Jilly crept, as silently as possible, down the long dark corridor between the canning room the trap door just inside the woods by Nora’s House. The twins and Eli had promised to meet her there at 10 o’clock, it was currently 9:53. She softly lifted the door and looked both ways, keeping an ear out for sounds of movement in the dark woods, then stepped softly into the woods, letting the trap door ease silently shut behind her.
The moon shone an ominous white-gray in broken rays through the limbs above her. Twigs resting on the forest floor creaked beneath her feet like the floorboards in a forgotten house hidden back in the dark corners of the countryside, away from the constant hum of interstates and community. Each grunted first, in a struggle to find its own limits, groaned, then snapped. They echoed through the trees like tiny gun blasts from a war waging itslef miles away.

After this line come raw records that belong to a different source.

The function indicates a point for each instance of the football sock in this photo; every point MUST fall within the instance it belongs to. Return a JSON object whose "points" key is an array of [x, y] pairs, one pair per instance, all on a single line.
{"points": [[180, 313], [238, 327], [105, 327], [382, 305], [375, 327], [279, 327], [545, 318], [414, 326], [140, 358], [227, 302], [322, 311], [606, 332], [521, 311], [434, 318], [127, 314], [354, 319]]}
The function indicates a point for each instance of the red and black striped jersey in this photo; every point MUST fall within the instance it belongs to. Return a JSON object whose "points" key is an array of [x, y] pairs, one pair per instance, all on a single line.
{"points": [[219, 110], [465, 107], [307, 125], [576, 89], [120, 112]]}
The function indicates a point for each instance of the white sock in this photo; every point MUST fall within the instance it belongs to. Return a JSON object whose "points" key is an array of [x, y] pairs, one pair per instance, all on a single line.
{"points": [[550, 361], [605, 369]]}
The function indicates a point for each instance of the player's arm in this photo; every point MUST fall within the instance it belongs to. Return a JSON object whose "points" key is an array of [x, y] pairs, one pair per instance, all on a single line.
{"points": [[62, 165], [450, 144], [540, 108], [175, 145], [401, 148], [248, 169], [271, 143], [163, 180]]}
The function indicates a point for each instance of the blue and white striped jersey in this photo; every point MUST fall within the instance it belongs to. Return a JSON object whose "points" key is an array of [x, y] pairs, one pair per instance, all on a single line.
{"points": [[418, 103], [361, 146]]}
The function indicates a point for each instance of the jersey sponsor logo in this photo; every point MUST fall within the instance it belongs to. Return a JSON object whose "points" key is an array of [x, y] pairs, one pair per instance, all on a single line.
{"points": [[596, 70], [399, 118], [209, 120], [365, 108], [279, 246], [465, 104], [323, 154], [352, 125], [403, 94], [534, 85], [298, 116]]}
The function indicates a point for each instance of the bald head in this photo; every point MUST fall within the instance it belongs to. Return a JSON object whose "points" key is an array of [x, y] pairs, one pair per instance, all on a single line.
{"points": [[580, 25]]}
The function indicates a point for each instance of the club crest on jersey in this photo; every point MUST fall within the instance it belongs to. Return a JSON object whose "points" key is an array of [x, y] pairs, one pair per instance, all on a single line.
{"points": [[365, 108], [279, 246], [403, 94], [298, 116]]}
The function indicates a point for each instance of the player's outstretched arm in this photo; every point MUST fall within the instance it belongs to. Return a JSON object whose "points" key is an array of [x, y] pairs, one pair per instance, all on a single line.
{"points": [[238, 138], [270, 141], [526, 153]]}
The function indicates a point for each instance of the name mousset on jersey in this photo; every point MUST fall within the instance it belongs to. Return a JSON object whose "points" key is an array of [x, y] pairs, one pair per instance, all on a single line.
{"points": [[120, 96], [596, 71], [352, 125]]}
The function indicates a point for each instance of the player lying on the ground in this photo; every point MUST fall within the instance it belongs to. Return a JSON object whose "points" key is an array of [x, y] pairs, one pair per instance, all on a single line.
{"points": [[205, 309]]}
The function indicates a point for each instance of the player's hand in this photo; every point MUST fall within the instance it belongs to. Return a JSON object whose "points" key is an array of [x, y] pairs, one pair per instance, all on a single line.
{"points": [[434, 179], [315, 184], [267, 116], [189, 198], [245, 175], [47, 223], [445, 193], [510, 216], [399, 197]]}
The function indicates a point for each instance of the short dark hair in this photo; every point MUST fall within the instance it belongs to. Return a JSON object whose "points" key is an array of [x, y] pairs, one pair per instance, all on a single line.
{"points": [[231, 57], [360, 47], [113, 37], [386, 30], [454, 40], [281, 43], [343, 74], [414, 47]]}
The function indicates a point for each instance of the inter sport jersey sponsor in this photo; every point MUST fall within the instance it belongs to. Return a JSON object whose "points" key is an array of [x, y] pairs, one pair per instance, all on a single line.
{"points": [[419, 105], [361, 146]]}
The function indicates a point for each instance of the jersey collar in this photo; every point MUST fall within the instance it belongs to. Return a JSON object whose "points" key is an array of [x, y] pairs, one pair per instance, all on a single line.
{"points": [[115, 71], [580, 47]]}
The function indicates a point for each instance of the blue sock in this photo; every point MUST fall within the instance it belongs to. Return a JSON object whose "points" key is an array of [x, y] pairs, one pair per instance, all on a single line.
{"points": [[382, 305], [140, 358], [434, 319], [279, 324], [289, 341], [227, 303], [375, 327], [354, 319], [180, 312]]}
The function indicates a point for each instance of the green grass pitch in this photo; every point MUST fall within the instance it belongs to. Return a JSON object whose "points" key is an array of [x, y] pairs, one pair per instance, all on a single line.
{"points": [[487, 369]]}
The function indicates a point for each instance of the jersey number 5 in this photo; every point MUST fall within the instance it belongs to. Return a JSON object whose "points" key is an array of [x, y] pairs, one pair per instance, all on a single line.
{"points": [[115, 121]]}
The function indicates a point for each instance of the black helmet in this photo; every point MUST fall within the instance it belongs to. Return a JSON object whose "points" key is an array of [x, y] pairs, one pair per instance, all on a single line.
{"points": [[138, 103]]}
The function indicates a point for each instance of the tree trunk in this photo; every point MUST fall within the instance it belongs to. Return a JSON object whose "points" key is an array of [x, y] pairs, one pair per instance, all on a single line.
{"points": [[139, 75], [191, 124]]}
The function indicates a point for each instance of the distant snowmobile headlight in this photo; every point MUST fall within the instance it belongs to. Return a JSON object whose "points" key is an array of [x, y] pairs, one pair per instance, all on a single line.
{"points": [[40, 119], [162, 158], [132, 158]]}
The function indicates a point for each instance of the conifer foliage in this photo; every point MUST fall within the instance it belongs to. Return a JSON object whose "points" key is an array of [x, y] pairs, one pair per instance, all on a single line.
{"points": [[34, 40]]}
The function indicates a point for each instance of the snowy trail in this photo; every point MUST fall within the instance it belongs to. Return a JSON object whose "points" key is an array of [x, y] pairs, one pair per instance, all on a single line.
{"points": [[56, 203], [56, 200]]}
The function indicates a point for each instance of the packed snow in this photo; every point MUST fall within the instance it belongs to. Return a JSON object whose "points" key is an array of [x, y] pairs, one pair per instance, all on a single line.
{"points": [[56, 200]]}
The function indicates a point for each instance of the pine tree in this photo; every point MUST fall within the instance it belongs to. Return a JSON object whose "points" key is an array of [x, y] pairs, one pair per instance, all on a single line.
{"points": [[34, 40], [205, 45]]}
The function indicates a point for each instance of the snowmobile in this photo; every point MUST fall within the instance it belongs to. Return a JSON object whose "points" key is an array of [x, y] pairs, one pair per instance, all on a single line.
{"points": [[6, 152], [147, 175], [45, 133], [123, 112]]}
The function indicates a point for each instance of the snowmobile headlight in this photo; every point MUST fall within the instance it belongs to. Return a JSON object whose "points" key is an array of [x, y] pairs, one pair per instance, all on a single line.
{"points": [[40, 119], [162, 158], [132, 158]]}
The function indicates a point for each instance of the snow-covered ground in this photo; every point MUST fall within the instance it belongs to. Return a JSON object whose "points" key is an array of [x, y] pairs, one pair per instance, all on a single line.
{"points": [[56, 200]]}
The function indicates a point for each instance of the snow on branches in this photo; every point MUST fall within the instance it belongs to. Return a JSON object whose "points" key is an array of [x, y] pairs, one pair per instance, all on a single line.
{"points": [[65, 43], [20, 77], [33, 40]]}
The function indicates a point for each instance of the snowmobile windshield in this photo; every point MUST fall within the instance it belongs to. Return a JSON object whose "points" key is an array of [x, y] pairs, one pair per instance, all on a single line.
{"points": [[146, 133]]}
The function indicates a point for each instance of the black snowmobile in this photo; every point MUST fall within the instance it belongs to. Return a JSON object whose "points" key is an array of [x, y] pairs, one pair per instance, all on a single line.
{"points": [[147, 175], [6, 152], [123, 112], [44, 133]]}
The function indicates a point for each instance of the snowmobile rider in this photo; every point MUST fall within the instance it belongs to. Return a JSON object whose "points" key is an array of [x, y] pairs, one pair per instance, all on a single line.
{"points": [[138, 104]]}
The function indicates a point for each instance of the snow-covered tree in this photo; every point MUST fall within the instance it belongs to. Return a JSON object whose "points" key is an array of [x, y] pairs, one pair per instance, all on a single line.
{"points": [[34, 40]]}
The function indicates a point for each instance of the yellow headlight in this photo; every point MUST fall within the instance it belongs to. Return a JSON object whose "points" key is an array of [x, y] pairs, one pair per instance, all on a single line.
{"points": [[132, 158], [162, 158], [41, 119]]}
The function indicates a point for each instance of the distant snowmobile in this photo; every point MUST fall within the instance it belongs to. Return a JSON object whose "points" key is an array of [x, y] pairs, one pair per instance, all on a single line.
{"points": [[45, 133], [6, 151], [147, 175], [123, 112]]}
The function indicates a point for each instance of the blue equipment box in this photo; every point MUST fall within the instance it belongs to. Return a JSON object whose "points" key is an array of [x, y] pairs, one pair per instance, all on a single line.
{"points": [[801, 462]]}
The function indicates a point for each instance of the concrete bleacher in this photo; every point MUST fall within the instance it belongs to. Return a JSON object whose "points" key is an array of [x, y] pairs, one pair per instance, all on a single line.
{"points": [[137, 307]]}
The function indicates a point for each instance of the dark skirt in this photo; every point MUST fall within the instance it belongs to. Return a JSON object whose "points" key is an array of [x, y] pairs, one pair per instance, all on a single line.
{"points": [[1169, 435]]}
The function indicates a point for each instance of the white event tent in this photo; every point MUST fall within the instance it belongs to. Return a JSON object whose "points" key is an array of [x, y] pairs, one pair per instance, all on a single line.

She shuffled through dead leaves and sticks for several minutes, keeping each step as soft as possible. She kept her eyes fixed above the tree lines, Eli having told her previously that the Indians had done this in order to focus more clearly when traveling at night. This would have been a good trick, she thought, if she were on an open road or in a field. In the woods, though, it’s hard to notice the logs you have to step over if your eyes are fixed on some distant location in the air.
She passed the fallen tree Eli had tied his belt on as a landmark after fifteen minutes of shuffling through debris, then took a right and started looking for the buried lane the led to Nora’s. This being the first time she had been to Nora’s after dark, she had to stop for a second and look for where exactly the lane had hidden itself.
She saw a break in the trees that appeared to be ten feet wide or so, and started for it. Shuffling along through the debris, she tripped over another fallen tree. Blind in the darkness, she fumbled around her feet for the log.
“Ouch!”
Her arm shot back up into her chest and she nearly fell backwards in shock. Something had cut her finger. It couldn’t have been an animal, she thought, or even a bug. She hadn’t felt anything bite her.
Creeping her hand slowly down toward the log again, she felt around for what could’ve cut her finger. She felt a sharp point then tapped it softly, making sure it hadn’t run away.
Thorns.
Her eyes suddenly grew wide and she stoop up straight, her head snapping around for any sign of familiarity. She did not remember a log with thorns having fallen across the lane, or even a log at all. Nora’s lane had been like a clearing. The trees were lined up perfectly on either side, and you could still feel the gravel through the dead leaves and topsoil. Jilly took a step back and thrust her hand to the ground, digging through leaves and sticks for any trace of gravel left from the lane. She felt around in every direction, scouring every area as far as she could reach at least three times over, finding not one hint of gravel.
Trying to keep her composure, Jilly shuffled back to the tree that Eli had hung his belt on, shuffling more swiftly now than silently. She came to where the tree should have been, and it was nowhere to be found. Staying more silent now than ever, she scanned the horizon in every direction, looking for anything that might be familiar in the scattered moonlight of the woods.
In the distance a branch fell – at least 500 yards away, Eli would’ve said. Shadows darted in and out of her periphery, scurrying out of sight the minute she could focus. Jilly wasn’t sure if she could actually hear leaves rustling or if it was just the wind. Time would still her mind.
After minutes of paranoid, terrifying silence, she heard the distinct cracking of twigs and crunching of leaves familiar only to something that was moving. It was close – maybe 200 yards at its furthest – and Jilly was having a hard time convincing herself that it wasn’t moving toward her.